In 1919 Goddard published the first of his two important monologues on rocketry. Entitled A Method of Attaining Extreme Altitude and based on the report that had earned him the Smithsonian grant, it was written in typically cautious Goddard style. It would probably have attracted little attention but for its final section on the "Calculation of Minimum Mass Required to Raise One Pound to an 'Infinite' Altitude." Despite Goddard's sober analysis of the problems involved in sending a payload from Earth to the Moon, and of proving that the target could be reached (by an explosion of flash powder), he was lampooned by the popular press. However, he continued with his research and moved into the field of liquid-fueled rockets. On 16 March 1926, Goddard carried out the world's first launch of such a system using a strange-looking, 3-m-long rocket powered by a mixture of liquid oxygen and gasoline ignited by a blow-torch. The device rose for two and a half seconds, reaching a height of 67 meters and a maximum speed of 96 kilometers per hour, before its fuel was exhausted.

 

His work eventually drew the attention of Charles Lindbergh who, in 1929, arranged for a $50,000 grant to the rocket pioneer from the Guggenheim Fund for the Promotion of Aeronautics. Goddard's increasingly ambitious tests demanded more open space than rural Massachusetts could safely provide (the local fire chief having already banned him from raining down any further missiles on his neighbors' land), so Goddard took his experiments to the more open skies near Roswell, New Mexico. There he and his wife, together with a few assistants, conducted a remarkable, decade-long program of tests that resulted in the first gyro-controlled rocket guidance system and flights of large, variable thrust, liquid-fueled rockets to heights of up to 2,300 meters and speeds of over 800 kilometers per hour.

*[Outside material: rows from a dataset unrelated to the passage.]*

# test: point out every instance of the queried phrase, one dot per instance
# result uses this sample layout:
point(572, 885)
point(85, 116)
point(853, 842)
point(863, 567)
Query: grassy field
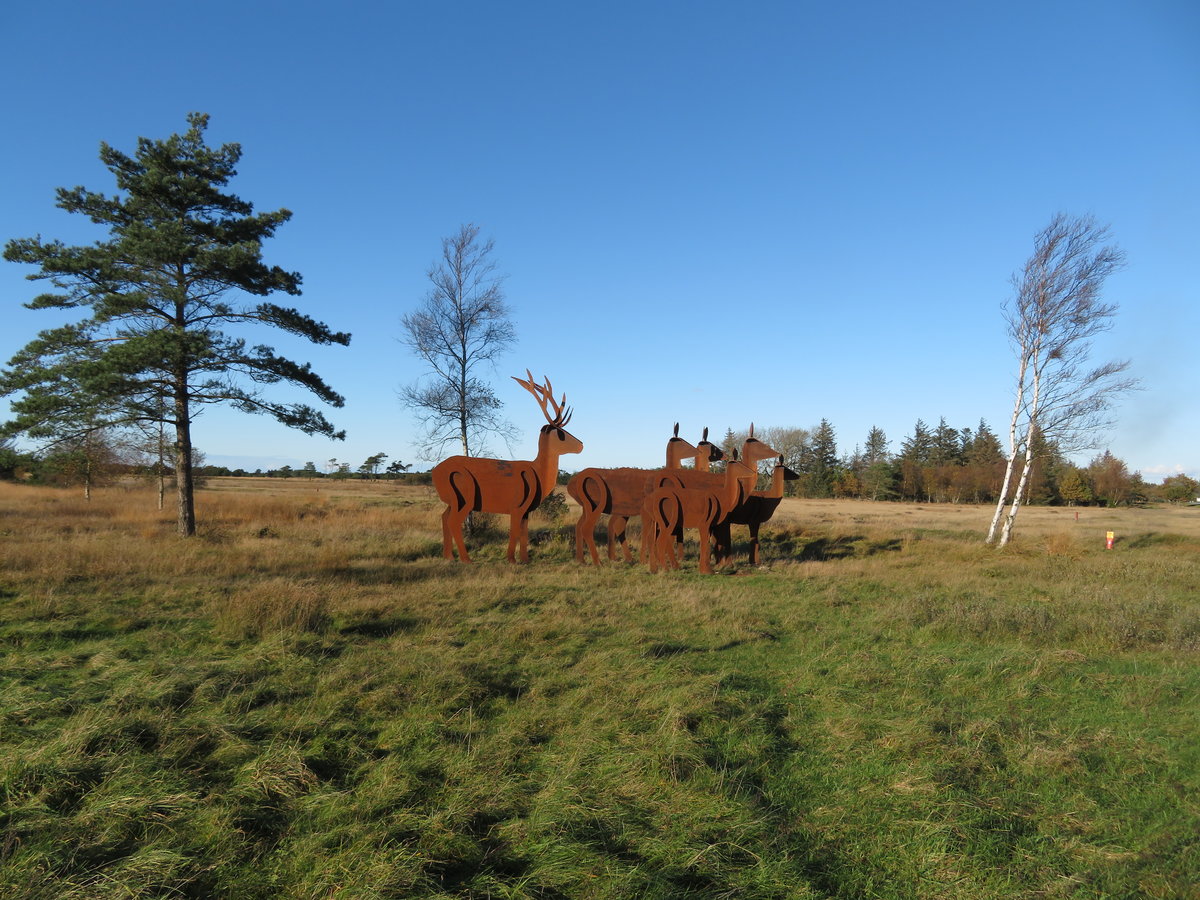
point(306, 701)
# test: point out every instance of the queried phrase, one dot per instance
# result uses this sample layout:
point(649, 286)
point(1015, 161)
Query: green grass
point(875, 714)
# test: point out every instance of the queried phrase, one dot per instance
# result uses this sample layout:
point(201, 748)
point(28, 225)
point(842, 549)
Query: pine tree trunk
point(186, 523)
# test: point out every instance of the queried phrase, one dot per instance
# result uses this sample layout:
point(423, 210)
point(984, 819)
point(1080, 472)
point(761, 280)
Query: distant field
point(306, 701)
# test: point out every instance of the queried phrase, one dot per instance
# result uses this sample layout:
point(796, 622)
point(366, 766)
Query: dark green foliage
point(157, 294)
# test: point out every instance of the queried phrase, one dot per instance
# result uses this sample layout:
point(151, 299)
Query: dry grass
point(309, 701)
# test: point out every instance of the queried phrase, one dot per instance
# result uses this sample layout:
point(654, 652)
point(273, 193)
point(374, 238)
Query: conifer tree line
point(948, 465)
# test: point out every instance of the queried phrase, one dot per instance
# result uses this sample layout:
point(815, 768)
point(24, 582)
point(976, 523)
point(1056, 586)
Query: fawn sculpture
point(753, 511)
point(473, 484)
point(669, 509)
point(753, 453)
point(619, 493)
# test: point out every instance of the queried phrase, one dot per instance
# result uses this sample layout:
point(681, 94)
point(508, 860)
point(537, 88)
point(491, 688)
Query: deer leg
point(706, 564)
point(624, 540)
point(453, 521)
point(617, 535)
point(585, 538)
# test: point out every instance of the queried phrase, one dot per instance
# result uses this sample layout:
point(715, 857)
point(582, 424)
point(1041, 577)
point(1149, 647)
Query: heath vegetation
point(307, 701)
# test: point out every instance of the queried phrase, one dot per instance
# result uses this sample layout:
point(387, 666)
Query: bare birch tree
point(1055, 312)
point(462, 325)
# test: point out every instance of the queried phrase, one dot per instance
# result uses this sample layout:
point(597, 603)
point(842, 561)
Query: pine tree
point(159, 291)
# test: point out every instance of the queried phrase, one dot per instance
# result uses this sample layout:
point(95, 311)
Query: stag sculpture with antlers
point(472, 484)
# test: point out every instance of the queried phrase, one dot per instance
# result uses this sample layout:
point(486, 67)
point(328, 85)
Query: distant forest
point(931, 465)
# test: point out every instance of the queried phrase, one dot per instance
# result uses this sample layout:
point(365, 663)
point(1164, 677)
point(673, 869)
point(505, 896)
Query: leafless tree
point(462, 327)
point(1053, 317)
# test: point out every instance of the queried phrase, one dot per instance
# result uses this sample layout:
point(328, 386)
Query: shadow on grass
point(790, 545)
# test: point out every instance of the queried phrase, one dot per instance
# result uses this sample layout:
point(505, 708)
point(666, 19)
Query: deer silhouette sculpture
point(754, 511)
point(474, 484)
point(753, 453)
point(619, 493)
point(669, 509)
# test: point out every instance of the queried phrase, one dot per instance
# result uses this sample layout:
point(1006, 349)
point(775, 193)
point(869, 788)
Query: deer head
point(555, 430)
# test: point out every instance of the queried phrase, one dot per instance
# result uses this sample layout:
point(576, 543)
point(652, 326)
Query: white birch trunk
point(1013, 449)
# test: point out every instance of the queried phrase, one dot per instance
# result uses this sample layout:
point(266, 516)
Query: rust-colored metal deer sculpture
point(619, 493)
point(473, 484)
point(669, 509)
point(754, 511)
point(753, 453)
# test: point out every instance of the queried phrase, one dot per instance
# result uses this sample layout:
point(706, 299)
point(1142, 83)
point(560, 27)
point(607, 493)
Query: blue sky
point(712, 214)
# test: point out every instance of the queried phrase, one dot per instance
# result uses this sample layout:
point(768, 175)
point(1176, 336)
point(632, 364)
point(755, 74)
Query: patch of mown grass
point(868, 714)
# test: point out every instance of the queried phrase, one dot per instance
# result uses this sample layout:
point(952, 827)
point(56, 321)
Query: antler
point(544, 395)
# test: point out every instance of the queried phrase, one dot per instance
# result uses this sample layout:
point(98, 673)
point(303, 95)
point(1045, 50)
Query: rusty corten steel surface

Some of his results are summarized in his second classic monologue, submitted to the Guggenheim Foundation in 1936, Liquid-Propellant Rocket Development1. His final major work, Rocket Development: Liquid-Fuel Rocket Research, 1929–1941 2, was published posthumously in 1948.

 

Goddard died in 1945, enthusiastic to the end by the prospects of rocket-propelled spaceflight but disappointed by the failure of officialdom to back his work to a substantial degree – a failure due in part to the secrecy in which Goddard kept many of the technical details of his inventions. Only after his death were his contributions properly recognized. In 1959, one of NASA's major facilities, the Goddard Space Flight Center, was named in his honor. The following year, his widow together with the Guggenheim Foundation were awarded one million dollars in settlement for government use of 214 of the pioneer's patents.3

 


References

1. Goddard, Robert. Rockets. New York: American Rocket Society (1946). (Contains Goddard's two Smithsonian papers.)
2. Goddard, Robert. Rocket Development: Liquid-Fuel Rocket Research, 1929–1941. Englewood Cliffs, N.J.: Prentice-Hall (1948).
3. Lehman, Milton. Robert H. Goddard: A Pioneer of Space Research. New York: Da Capo (1988).